Yvonne R. SANSON, Appellant-Plaintiff, v. Steven G. SANSON, Appellee-Defendant.

No. 2-1083 A 368.

Court of Appeals of Indiana, Fourth District.

August 8, 1984.

Robert H. Little, Brookston, for appellant-plaintiff.

John F. Goss, Boomershine & Goss, Monticello, for appellee-defendant.

*771 CONOVER, Judge (Sitting By Designation).

Plaintiff-Appellant Yvonne R. Sanson (Yvonne) appeals the White Circuit Court's order sustaining defendant-appellee's Steven G. Sanson's (Steven) motion to dismiss Yvonne's complaint on foreign judgment.

Reversed.

ISSUES

This appeal presents the following issues:

1. Will Indiana courts of general jurisdiction enforce foreign judgments for installment alimony entered in dissolution of marriage proceedings?

2. Did the trial court have personal and subject matter jurisdiction of the defendant and this cause of action?

3. Was the White Circuit Court the court of proper venue?

FACTS

A decree of the District Court of Wiesbaden, Federal Republic of Germany dissolved the marriage of Yvonne and Steven on January 9, 1980. The parties had entered into a judicial agreement, honored by the court, which provided in part for the payment of $150 per month by Steven to Yvonne for her support and $140 per month as child support.

After their divorce, Steven paid Yvonne's support for a few months then discontinued such payments.

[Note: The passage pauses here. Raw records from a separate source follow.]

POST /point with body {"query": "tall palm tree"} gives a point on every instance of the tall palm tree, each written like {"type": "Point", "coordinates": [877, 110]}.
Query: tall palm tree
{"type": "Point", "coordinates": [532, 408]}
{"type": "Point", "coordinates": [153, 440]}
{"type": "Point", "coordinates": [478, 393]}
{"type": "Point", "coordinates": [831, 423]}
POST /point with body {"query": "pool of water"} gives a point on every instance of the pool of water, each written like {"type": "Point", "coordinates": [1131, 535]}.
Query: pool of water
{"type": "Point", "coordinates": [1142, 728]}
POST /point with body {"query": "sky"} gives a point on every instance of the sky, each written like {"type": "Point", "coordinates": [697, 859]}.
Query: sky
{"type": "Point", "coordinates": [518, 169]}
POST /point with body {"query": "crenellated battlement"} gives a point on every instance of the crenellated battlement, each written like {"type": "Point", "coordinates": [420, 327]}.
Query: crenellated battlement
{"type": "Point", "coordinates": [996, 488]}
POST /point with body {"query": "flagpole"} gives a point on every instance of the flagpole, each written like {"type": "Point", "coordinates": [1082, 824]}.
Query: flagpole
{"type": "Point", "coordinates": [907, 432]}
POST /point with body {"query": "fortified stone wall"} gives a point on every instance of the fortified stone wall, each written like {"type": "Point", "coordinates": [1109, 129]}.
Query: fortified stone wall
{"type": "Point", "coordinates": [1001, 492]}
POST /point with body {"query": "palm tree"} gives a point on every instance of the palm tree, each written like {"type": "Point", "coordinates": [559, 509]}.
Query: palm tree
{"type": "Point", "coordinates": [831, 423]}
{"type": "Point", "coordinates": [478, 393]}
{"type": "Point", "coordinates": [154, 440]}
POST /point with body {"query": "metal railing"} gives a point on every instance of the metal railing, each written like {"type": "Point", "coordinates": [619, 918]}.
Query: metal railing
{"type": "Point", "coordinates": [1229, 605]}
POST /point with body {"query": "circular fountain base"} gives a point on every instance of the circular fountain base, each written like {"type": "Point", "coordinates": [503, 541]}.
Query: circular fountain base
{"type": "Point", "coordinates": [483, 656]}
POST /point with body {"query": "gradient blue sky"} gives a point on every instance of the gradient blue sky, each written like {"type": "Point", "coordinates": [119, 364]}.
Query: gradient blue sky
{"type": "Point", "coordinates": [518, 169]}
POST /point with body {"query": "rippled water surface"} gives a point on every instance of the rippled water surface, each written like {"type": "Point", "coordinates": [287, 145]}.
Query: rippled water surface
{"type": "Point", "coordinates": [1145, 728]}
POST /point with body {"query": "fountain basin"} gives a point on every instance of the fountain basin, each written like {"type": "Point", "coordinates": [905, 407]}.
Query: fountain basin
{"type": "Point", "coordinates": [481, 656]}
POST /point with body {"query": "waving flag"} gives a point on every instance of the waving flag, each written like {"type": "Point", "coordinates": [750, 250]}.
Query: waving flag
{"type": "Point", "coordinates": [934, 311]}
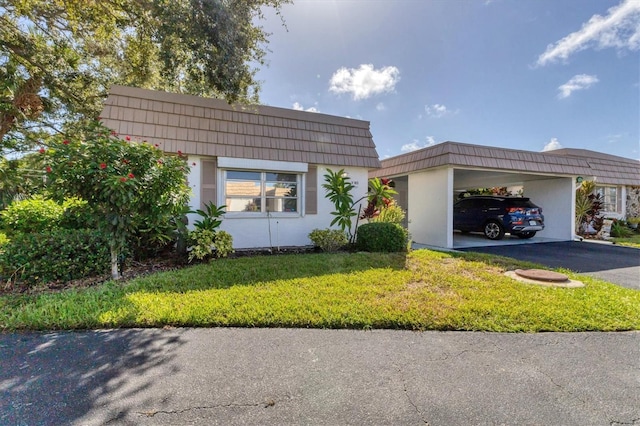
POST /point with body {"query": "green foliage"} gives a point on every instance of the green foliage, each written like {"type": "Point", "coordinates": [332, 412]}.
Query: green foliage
{"type": "Point", "coordinates": [3, 240]}
{"type": "Point", "coordinates": [20, 178]}
{"type": "Point", "coordinates": [379, 196]}
{"type": "Point", "coordinates": [420, 290]}
{"type": "Point", "coordinates": [382, 237]}
{"type": "Point", "coordinates": [32, 215]}
{"type": "Point", "coordinates": [58, 255]}
{"type": "Point", "coordinates": [133, 189]}
{"type": "Point", "coordinates": [392, 213]}
{"type": "Point", "coordinates": [588, 205]}
{"type": "Point", "coordinates": [60, 57]}
{"type": "Point", "coordinates": [210, 217]}
{"type": "Point", "coordinates": [329, 240]}
{"type": "Point", "coordinates": [38, 214]}
{"type": "Point", "coordinates": [620, 229]}
{"type": "Point", "coordinates": [205, 243]}
{"type": "Point", "coordinates": [223, 243]}
{"type": "Point", "coordinates": [201, 243]}
{"type": "Point", "coordinates": [338, 188]}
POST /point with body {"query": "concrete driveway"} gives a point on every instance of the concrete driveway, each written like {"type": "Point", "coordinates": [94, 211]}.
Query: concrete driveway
{"type": "Point", "coordinates": [616, 264]}
{"type": "Point", "coordinates": [318, 377]}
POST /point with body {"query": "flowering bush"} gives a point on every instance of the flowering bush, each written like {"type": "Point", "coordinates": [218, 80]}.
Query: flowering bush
{"type": "Point", "coordinates": [134, 189]}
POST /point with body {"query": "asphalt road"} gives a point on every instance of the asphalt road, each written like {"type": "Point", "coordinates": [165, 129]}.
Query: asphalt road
{"type": "Point", "coordinates": [616, 264]}
{"type": "Point", "coordinates": [318, 377]}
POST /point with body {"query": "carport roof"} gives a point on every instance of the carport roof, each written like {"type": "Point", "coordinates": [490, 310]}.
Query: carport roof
{"type": "Point", "coordinates": [608, 169]}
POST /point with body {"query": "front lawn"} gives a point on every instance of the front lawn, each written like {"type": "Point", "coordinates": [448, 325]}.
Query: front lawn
{"type": "Point", "coordinates": [422, 290]}
{"type": "Point", "coordinates": [631, 241]}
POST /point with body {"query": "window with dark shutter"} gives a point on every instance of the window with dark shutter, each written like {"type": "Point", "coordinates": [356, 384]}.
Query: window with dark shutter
{"type": "Point", "coordinates": [208, 187]}
{"type": "Point", "coordinates": [311, 191]}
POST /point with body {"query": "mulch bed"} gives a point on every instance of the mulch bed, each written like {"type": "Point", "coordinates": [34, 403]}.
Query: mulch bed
{"type": "Point", "coordinates": [166, 262]}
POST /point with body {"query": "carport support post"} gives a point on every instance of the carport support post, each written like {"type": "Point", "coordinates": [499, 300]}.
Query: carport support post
{"type": "Point", "coordinates": [557, 198]}
{"type": "Point", "coordinates": [430, 199]}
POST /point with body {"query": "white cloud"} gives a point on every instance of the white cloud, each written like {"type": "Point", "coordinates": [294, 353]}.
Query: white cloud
{"type": "Point", "coordinates": [298, 107]}
{"type": "Point", "coordinates": [577, 82]}
{"type": "Point", "coordinates": [415, 144]}
{"type": "Point", "coordinates": [438, 111]}
{"type": "Point", "coordinates": [365, 81]}
{"type": "Point", "coordinates": [619, 29]}
{"type": "Point", "coordinates": [552, 145]}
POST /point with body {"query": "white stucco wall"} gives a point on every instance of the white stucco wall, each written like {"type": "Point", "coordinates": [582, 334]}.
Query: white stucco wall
{"type": "Point", "coordinates": [557, 199]}
{"type": "Point", "coordinates": [277, 230]}
{"type": "Point", "coordinates": [430, 207]}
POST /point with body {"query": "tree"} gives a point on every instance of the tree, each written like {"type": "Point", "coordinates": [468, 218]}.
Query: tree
{"type": "Point", "coordinates": [131, 187]}
{"type": "Point", "coordinates": [58, 58]}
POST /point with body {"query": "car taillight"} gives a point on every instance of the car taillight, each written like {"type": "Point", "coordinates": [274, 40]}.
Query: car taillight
{"type": "Point", "coordinates": [511, 210]}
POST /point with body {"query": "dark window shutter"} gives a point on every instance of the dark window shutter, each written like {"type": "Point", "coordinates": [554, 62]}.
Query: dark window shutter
{"type": "Point", "coordinates": [208, 183]}
{"type": "Point", "coordinates": [311, 191]}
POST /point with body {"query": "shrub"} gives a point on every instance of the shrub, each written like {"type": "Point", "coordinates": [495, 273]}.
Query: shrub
{"type": "Point", "coordinates": [619, 229]}
{"type": "Point", "coordinates": [223, 243]}
{"type": "Point", "coordinates": [205, 242]}
{"type": "Point", "coordinates": [58, 255]}
{"type": "Point", "coordinates": [3, 240]}
{"type": "Point", "coordinates": [382, 237]}
{"type": "Point", "coordinates": [329, 240]}
{"type": "Point", "coordinates": [392, 214]}
{"type": "Point", "coordinates": [32, 215]}
{"type": "Point", "coordinates": [37, 215]}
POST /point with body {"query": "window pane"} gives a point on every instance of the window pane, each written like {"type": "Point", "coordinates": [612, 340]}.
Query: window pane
{"type": "Point", "coordinates": [240, 188]}
{"type": "Point", "coordinates": [281, 189]}
{"type": "Point", "coordinates": [282, 204]}
{"type": "Point", "coordinates": [281, 177]}
{"type": "Point", "coordinates": [243, 204]}
{"type": "Point", "coordinates": [243, 175]}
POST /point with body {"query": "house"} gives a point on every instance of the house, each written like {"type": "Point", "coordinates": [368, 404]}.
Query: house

However, he has consistently paid child support as provided in the agreement. In the interim, Steven remarried.

On March 31, 1981, Yvonne filed her Complaint on Foreign Judgment in this action with Steven as defendant seeking to recover the installment payments for her support Steven had not paid under the Wiesbaden decree. Steven by counsel appeared and filed an answer denying the complaint's allegations. Over a year later, the White Circuit Court granted Steven's motion to dismiss and overruled Yvonne's motion for summary judgment.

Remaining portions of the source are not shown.